Furthermore, the contract costs should be recognized as an expense in the period in which they are incurred.
VIII. Recognition of Expected Losses
There are scenarios when it is expected that the total contract costs will exceed the total contract revenue. In such cases, the expected loss must be recognized as an expense.
Furthermore, the amount of such a loss is determined irrespective of:
An organization must disclose:
An organization having contracts in progress should disclose:
Thus, an organization must present:
4.3 Thus as is seen from the above excerpts taken from the accounting standard, it is evident that this standard provides for method of recognition of costs, expenses and revenues during the particular period and the manner of disclosure of the same in the book of accounts. This standard uses the word expected and recognition and would not reflect the actual realization of the revenue by the contractor against a particular project.
4.4 In our view the entire demand has been made against the four issues referred in the show cause notice as Issue No 1 to 4 is based on the entries recorded in the book of accounts toward the expected revenue and expense recognition and not on the basis of the actual amounts realized against the contracts undertaken by the appellant.
4.5 The Service tax is paid on the basis of the revenue realized towards the provision of the taxable services and not on the basis of the revenue recognition. Impugned order do not point out a single case whereby the amounts realized by the appellant against any of the project undertaken by the appellant were not reflected in their ST-3 return. ST-3 return is based on the revenues realized by the appellant during the period of the return and not on the basis of revenue recognition. Accordingly, we do not find any merits in the impugned order. However in our view the revenue should have undertaken the exercise of reconciliation of the revenue realized against each of the project with the entries made in the ST-3 return and should arrive at any conclusion in respect of the demand of service tax. In case the revenue realized against the project is not reflected in the service tax returns filed over the period of time, then only revenue demand can be sustained otherwise the demand needs to be set aside. In our view the entire demand is for the period of the running contracts during the period 2008 to 2012 and would have been completed by now. Revenue should reconcile the revenue realized contract wise, with the service tax return, and if there all the revenues realized either as advance or on the completion of the contract can be reconciled with the ST-3 returns then demands need to be set aside or restricted to the unexplained amounts realized and not reflected in the ST-3 return. With the above observation we remand the matter to the original authority for reconciliation in respect of the Issues referred as Issues 1 to 4 in the show cause notice.

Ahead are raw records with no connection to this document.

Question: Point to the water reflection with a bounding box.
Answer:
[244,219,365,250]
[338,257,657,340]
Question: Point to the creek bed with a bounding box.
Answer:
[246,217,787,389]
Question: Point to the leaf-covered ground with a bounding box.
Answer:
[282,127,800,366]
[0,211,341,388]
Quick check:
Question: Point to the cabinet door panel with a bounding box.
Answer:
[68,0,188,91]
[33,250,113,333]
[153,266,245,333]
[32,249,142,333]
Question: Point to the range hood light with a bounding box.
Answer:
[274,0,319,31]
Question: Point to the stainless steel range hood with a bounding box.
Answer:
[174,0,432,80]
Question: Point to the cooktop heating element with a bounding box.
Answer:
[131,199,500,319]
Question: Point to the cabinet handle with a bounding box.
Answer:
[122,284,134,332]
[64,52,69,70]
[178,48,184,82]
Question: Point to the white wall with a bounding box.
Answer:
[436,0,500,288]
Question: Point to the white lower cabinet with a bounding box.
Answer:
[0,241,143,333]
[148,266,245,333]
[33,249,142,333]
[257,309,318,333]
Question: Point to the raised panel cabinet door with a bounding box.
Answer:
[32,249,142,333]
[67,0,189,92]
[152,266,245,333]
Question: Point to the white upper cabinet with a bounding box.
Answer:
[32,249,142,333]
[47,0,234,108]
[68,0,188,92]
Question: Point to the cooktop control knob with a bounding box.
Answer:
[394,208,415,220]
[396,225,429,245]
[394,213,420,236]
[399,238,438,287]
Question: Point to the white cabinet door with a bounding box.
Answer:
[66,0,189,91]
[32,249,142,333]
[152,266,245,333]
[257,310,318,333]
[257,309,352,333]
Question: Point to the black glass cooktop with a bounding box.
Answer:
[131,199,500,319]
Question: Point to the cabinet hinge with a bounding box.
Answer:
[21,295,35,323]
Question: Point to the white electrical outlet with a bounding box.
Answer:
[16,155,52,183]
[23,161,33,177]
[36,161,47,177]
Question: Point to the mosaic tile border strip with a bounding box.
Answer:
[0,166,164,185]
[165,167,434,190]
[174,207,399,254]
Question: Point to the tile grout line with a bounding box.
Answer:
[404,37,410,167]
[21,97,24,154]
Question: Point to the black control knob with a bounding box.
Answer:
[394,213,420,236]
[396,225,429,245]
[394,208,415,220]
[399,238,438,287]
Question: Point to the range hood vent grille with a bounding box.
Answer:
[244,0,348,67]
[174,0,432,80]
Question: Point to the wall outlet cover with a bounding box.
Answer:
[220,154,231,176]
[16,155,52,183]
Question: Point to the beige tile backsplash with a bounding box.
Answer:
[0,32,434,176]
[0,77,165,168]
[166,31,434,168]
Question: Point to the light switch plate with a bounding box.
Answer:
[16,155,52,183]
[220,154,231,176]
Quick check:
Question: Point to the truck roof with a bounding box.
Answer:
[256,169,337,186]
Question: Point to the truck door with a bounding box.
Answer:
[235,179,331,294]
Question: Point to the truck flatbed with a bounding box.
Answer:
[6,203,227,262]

4.6 Appellants do not seriously object to the findings recorded in the impugned order in respect of the issues referred as Issue 5 and 6 in show cause notice taking note of the submissions made in respect of these issues we hold the order made in respect of these issues as per the impugned order, except for setting aside the penalties imposed by invoking Section 78. In our view when all facts were in knowledge of the department in respect of these issues invocation of Section 78 for imposing penalty in respect of these demands cannot be sustained.
5.1 In result impugned order is set aside in respect of issues at Issue No 1 to 4 in the Show Cause Notice as observed by us in para 4.5 above and matter remanded to original authority for reconsideration as observed in the said para.
5.2 In respect of the issues at Issue No 5 & 6 we uphold the impugned order to the extent of demand made but set aside the penalties imposed under Section 78.
5.3 Accordingly the appeals are partially allowed as indicated in para 5.1 and 5.2 above and the matter remanded to original authority for reconsideration.
5.4 As issue is sufficiently old, original authority to finalize the issues in remand proceedings within three months of the receipt of this order.